Peter Winkelstein, M.D., executive director of UB’s Institute for Healthcare Informatics, said that whereas a few weeks ago the number of positive PCR tests being reported to the state in Western New York was about 100 per day, it is now around 200 per day.
“That’s still less than the 300 per day we had in September and October,” he notes, “but since it doesn’t include at-home testing, it is hard to tie ‘cases’ to the prevalence in the community. The upward trend is of concern, however.”
He adds that, as of last week, the number of patients in Erie County hospitals who have tested positive for COVID-19 has been holding steady at about 120.

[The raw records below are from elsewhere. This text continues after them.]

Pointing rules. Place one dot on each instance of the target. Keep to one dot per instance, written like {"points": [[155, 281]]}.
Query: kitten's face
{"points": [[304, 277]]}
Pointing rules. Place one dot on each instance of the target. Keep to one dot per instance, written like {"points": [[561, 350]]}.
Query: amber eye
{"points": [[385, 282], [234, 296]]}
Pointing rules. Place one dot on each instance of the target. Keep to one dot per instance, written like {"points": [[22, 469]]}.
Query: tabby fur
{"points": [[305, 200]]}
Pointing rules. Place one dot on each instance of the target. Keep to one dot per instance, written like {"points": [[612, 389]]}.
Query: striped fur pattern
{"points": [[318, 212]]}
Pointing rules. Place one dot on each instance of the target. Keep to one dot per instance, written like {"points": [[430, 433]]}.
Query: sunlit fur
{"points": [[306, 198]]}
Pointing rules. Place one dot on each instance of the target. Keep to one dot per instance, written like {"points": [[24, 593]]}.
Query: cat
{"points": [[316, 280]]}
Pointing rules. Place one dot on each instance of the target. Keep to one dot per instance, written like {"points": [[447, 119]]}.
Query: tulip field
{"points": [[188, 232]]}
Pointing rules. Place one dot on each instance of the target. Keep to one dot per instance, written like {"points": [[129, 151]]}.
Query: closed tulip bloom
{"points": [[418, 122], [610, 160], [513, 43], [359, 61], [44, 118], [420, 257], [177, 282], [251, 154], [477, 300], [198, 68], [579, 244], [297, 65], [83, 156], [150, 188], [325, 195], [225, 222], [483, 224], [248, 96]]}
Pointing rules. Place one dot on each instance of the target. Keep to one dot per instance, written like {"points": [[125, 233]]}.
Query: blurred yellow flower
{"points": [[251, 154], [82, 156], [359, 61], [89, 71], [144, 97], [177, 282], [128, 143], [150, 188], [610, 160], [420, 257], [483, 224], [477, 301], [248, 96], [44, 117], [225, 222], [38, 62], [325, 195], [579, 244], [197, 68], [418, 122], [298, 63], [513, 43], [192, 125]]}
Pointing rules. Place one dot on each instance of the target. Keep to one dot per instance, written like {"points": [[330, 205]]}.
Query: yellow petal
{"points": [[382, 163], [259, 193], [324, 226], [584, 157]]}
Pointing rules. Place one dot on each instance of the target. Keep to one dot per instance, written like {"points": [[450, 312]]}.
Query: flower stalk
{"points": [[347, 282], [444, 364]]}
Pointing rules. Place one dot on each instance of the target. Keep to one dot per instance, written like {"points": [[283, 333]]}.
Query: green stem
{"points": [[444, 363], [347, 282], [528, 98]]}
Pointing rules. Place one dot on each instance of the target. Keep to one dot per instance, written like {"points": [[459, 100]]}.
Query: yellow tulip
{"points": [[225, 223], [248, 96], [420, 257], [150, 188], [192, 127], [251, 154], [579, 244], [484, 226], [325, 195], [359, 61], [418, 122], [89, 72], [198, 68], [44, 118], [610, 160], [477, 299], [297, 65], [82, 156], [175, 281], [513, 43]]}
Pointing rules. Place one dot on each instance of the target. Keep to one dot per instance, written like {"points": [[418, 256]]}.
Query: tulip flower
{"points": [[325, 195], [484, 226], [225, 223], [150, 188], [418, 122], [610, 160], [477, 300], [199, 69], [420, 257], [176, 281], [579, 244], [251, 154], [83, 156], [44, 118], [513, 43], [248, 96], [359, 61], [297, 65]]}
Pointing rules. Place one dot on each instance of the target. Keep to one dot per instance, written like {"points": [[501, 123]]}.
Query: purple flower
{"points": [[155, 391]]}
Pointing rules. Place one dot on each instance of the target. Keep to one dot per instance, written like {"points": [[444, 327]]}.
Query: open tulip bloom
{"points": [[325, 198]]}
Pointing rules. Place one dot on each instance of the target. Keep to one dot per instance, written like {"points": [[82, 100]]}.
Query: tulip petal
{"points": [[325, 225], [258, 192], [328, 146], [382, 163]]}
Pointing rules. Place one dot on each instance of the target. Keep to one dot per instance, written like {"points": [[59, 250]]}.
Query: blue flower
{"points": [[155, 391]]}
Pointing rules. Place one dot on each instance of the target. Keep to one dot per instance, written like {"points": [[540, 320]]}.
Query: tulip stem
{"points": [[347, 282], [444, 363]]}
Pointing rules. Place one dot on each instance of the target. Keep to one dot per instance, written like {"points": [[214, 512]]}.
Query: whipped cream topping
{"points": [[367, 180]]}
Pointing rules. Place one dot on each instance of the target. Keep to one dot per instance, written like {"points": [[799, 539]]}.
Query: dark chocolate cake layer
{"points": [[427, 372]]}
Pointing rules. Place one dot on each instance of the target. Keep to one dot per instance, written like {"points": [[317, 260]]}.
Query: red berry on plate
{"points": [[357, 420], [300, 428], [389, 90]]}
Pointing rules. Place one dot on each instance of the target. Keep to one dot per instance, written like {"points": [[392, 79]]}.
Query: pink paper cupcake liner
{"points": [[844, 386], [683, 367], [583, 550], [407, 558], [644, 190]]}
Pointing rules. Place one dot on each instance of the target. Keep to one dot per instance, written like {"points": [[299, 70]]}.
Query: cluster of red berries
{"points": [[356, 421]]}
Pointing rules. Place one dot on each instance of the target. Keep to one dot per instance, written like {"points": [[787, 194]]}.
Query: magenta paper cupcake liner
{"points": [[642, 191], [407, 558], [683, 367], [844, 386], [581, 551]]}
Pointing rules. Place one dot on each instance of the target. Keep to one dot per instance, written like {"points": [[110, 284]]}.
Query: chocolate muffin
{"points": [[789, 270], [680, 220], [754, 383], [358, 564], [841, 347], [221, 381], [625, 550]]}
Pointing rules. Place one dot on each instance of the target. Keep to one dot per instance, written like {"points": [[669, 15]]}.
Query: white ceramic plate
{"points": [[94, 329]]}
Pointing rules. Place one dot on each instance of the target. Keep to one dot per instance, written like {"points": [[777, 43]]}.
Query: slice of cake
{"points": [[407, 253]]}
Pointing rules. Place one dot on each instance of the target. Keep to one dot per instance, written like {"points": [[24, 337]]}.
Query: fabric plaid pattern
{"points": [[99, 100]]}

“This is much more than we had over the summer, but not anywhere near the big spikes we have seen,” he says. “Thankfully, we did not get a big rise at the beginning of November, which is when we got hit in the past two years.”
Winkelstein, Surtees and Russo agree: The best advice is to get the booster if you haven’t, strongly consider wearing a mask indoors and, if you have symptoms, get tested and stay home – even if your test is negative.
“If you do test positive for COVID-19, most people should take Paxlovid and start treatment as soon as possible, the same with Tamiflu if you get the flu,” advises Russo. “If you’re gathering for the holidays, it’s also a good idea to go back to the strategy of everyone taking an at-home test beforehand, especially if someone who is vulnerable will be joining the festivities.”
“We have the tools to minimize the risk of influenza and COVID and its consequences, but,” he cautions, “people are underutilizing them: Get your boosters; mask up in busy, indoor settings; test as soon as you have symptoms; and, if you do test positive, contact your health care provider to discuss treatment options.
“We’ve got the players, let’s put them in the game!”